このため、聖職者は断食を行わなければならなかったし、肉料理などの豪華な食事を摂ることは堕落とみなされた。特に、厳しい修行を行う修道士は清貧な生活をするのが常だった。

ところが、中世の農業革命によって経済活動が活発になり始めると、11世紀末頃から修道院の収入も大幅に増加するようになった。領地内の農産物の生産量や農民が納める税金が増えたからである。その結果、修道士たちの食生活は豊かになり、メニューも多様になったと言われている。
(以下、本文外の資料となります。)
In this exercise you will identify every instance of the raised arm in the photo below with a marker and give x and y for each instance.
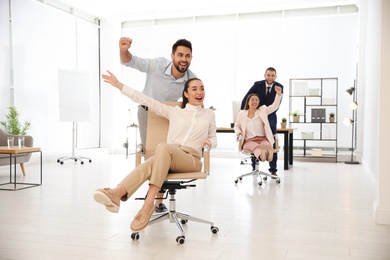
(137, 96)
(124, 46)
(111, 79)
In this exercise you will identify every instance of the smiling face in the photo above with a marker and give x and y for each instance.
(195, 92)
(252, 102)
(270, 76)
(181, 58)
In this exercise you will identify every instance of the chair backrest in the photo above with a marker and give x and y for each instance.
(156, 133)
(157, 130)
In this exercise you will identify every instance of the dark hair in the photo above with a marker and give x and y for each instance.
(246, 107)
(270, 69)
(181, 42)
(186, 85)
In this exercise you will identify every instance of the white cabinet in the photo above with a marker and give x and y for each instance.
(314, 99)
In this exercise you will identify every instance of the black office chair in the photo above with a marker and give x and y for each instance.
(255, 164)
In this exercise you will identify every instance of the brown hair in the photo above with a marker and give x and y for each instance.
(246, 107)
(186, 85)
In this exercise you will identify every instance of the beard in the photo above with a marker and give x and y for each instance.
(180, 69)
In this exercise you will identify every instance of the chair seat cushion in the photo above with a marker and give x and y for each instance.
(186, 176)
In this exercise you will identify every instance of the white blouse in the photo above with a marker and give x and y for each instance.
(255, 127)
(189, 126)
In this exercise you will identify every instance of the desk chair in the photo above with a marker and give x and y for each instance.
(157, 129)
(20, 158)
(255, 164)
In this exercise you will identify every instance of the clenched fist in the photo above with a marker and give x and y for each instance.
(125, 44)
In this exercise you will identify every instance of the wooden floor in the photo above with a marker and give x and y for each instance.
(318, 211)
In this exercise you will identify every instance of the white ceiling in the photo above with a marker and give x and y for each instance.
(125, 10)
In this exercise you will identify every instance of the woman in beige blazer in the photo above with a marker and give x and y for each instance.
(253, 127)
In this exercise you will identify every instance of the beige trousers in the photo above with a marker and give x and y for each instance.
(168, 158)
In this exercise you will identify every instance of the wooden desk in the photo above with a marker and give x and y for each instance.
(288, 142)
(13, 151)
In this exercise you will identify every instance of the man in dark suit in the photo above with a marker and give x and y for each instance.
(266, 91)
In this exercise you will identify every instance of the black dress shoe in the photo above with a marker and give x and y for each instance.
(160, 208)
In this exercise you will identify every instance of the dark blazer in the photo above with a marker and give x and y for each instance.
(259, 87)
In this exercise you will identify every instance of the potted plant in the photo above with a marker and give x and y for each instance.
(283, 124)
(295, 114)
(331, 117)
(12, 124)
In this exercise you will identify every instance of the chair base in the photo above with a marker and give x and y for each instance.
(75, 158)
(259, 174)
(173, 216)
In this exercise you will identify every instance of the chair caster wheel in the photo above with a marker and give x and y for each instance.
(180, 240)
(214, 230)
(135, 236)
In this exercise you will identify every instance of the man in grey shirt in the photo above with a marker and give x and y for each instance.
(165, 79)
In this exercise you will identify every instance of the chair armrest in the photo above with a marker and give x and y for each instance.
(206, 159)
(138, 154)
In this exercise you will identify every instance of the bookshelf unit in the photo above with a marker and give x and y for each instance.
(314, 99)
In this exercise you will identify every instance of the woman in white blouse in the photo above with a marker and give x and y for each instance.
(253, 126)
(191, 127)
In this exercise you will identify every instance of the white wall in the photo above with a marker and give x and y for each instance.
(231, 52)
(44, 40)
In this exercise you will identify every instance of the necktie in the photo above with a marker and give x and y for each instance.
(267, 95)
(268, 91)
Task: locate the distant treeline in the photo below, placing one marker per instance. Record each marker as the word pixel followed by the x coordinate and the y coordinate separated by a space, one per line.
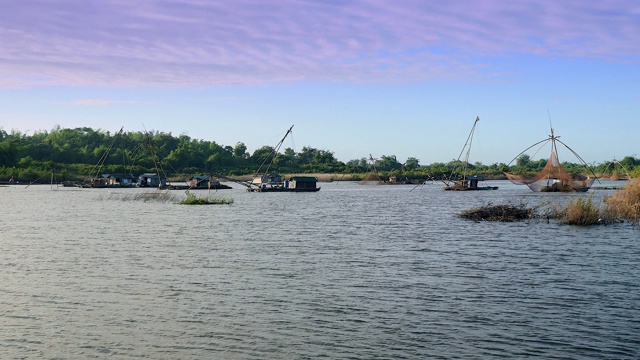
pixel 75 153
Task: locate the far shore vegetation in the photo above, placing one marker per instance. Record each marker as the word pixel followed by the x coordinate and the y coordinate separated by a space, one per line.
pixel 72 155
pixel 622 206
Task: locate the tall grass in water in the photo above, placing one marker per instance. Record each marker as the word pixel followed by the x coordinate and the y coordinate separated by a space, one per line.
pixel 625 203
pixel 580 211
pixel 192 199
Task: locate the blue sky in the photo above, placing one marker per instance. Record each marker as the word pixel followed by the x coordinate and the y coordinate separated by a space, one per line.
pixel 404 78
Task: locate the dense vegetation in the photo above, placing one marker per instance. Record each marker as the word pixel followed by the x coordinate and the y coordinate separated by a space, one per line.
pixel 73 153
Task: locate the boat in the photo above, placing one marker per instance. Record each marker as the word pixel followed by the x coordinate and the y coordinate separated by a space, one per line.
pixel 265 181
pixel 463 181
pixel 107 180
pixel 553 177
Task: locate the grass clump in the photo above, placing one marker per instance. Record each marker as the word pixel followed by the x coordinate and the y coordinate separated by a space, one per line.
pixel 625 203
pixel 192 199
pixel 580 211
pixel 502 213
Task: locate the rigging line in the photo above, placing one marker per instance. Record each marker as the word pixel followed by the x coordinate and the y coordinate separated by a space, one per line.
pixel 103 158
pixel 273 154
pixel 583 162
pixel 525 150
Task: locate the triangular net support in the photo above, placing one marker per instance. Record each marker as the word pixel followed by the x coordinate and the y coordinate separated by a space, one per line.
pixel 553 178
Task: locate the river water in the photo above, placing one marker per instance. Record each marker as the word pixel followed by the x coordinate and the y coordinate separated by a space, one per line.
pixel 351 271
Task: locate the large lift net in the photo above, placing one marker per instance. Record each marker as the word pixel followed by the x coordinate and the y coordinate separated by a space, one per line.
pixel 553 177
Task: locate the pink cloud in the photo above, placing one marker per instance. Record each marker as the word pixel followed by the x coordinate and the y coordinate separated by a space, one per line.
pixel 203 43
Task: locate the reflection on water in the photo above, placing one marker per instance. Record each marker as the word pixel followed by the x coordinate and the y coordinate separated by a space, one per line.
pixel 351 271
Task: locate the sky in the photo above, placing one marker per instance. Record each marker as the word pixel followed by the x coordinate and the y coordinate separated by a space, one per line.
pixel 397 78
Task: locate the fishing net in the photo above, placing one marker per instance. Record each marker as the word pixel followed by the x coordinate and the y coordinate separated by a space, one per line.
pixel 553 178
pixel 371 179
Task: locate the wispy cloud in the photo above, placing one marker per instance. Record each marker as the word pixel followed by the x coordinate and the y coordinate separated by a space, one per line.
pixel 95 102
pixel 250 42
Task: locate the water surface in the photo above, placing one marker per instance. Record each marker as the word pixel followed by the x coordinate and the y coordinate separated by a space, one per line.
pixel 348 272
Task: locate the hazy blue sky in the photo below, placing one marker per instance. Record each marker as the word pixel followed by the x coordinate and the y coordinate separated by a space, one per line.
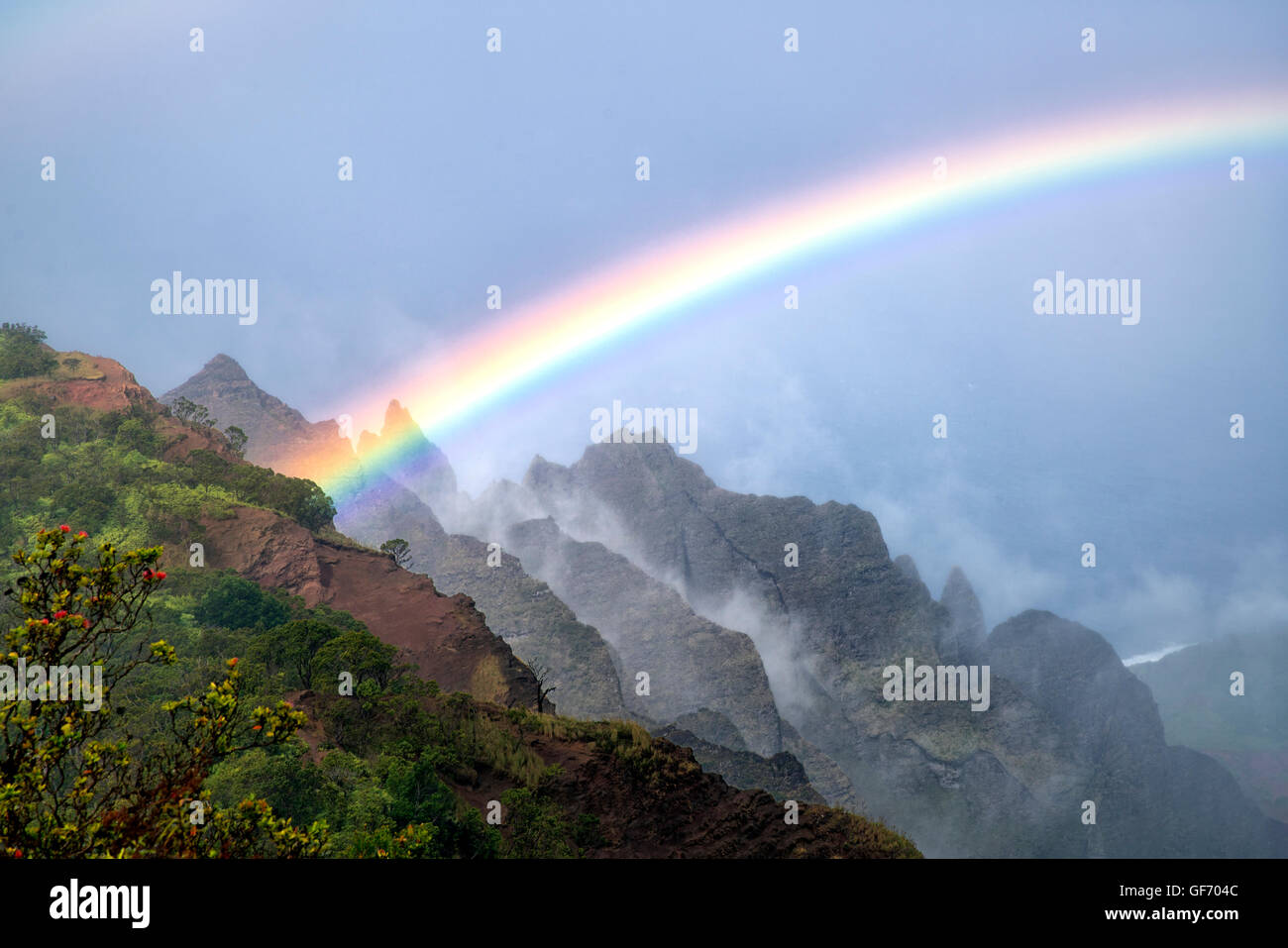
pixel 518 168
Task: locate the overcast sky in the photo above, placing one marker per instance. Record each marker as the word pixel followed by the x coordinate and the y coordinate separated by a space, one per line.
pixel 516 168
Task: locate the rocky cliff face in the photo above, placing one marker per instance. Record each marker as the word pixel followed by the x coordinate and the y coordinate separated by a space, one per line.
pixel 656 634
pixel 1064 725
pixel 519 608
pixel 277 436
pixel 964 638
pixel 771 622
pixel 1243 732
pixel 446 636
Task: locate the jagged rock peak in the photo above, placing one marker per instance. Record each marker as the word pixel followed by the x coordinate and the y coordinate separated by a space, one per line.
pixel 965 635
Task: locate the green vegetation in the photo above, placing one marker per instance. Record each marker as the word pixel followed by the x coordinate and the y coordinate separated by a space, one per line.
pixel 73 781
pixel 399 550
pixel 106 473
pixel 22 352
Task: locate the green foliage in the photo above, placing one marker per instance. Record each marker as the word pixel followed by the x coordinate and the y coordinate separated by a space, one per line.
pixel 361 655
pixel 72 784
pixel 22 352
pixel 399 550
pixel 537 827
pixel 299 498
pixel 237 603
pixel 192 414
pixel 237 440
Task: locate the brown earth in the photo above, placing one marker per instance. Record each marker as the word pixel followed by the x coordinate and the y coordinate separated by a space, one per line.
pixel 104 384
pixel 666 807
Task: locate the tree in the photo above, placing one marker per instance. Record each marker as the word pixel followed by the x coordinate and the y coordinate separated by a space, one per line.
pixel 542 674
pixel 296 643
pixel 399 550
pixel 360 653
pixel 192 414
pixel 237 603
pixel 72 785
pixel 237 438
pixel 22 352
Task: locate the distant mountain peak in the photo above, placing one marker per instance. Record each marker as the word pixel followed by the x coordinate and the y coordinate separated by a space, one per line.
pixel 226 368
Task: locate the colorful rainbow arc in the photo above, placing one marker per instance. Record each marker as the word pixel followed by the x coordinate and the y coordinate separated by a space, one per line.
pixel 660 282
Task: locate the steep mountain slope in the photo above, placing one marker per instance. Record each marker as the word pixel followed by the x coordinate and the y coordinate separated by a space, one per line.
pixel 446 636
pixel 274 430
pixel 1245 732
pixel 1004 781
pixel 519 608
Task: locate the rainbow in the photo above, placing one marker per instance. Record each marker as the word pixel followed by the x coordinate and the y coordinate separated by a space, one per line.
pixel 674 275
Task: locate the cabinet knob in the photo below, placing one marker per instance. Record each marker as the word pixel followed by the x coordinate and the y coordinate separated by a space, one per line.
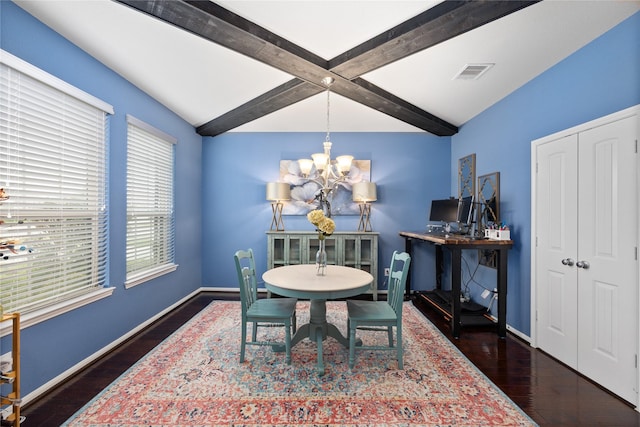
pixel 582 264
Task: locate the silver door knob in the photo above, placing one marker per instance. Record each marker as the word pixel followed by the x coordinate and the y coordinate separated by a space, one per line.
pixel 582 264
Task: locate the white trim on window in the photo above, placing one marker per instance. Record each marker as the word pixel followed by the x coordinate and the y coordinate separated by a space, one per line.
pixel 150 250
pixel 48 79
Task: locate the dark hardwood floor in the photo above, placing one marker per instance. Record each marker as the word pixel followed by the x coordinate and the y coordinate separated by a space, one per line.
pixel 547 391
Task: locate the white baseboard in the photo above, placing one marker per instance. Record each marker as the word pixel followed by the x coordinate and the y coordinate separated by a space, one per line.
pixel 95 356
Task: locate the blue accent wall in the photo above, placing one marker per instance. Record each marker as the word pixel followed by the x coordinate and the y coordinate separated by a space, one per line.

ヨーロッパにキリスト教を広める上で重要な役割を果たしたベネディクト派の修道院は、ベネディクトゥス(480年頃~547年)によって創設された。彼は「ベネディクトゥス会則(戒律)」と呼ばれる厳しい生活規範を作成したのだが、その厳格さは時代とともに失われた。

こうして堕落した修道院生活を改革するために、910年にフランスのブルゴーニュ地方に建てられたクリュニー修道院を中心に、ベネディクトゥス会則を厳格に守ることによって本来の修道院の在り方を回復させようとする運動が行った。その運動はヨーロッパ中に広まり、11世紀にはヨーロッパ各地に1500ものクリュニー派の修道院があったと言われている。


クリュニー修道院(Michal Osmenda from Brussels, Belgium, CC BY 2.0 <https://creativecommons.org/licenses/by/2.0>, via Wikimedia Commons)

しかしクリュニー派はキリスト教の儀式を豪華にすることにとても熱心だった。その結果、修道院の建物とその装飾は次第に豪華になって行った(これがロマネスク様式やゴシック様式が生まれるきっかけとなった)。また、それにつれて聖職者の日常も華美なものになり、本来の質素な生活から離れて行ったのである。

例えば、ベネディクトゥス会則に決められていた昼食の「野菜と果物」の一皿は、卵5個とチーズに変わった。また、特別な祝日には卵のパイや肉料理、ハチミツを使ったお菓子などが食卓に並んだようだ。修道士一人に毎日割り当てられていたパンとワインも量が増え、質が向上した。

このようなクリュニー派の修道士の華美な生活を批判し、より質素な修道院生活を復活させようとして1098年に建立されたのがシトー派修道会だ。クリュニー派の修道士が豪華な黒い衣を身にまとったのに対し、シトー派の修道士たちは染料を用いない白衣を身につけた。そして、地面の上に寝て質素な生活を行い、農業などの労働に励んだ。

1日の食事はパン1ポンド(約450グラム)とワイン1ヘミナ(約270ミリリットル)、そして火を通した野菜だけだった。このパンも、小麦粉で作った白パンが一般的だったにもかかわらず、オオムギ・キビ・エンドウマメなどの粉で作られた黒いパンだった。食事のマナーも徹底していて、食事中におしゃべりをした者はワインや野菜が取り上げられて罰せられたという。

このようなシトー派の改革運動はヨーロッパ全土に広がったが、労働で得た余剰分については売却して利益を上げてもよかったことから、次第に労働と利益獲得に興味が移って行った。その結果、東ドイツで農地の開墾を行ったり、イギリスで毛織物の生産技術を開発したりなどの社会的貢献を行う一方で、清貧な生活も終えることとなった。13世紀にはパンにキビやエンドウマメの粉を使うことは無くなったということだ。

やはり、普通の人間にとっては美味しいものを遠ざけるのは難しいのだろう。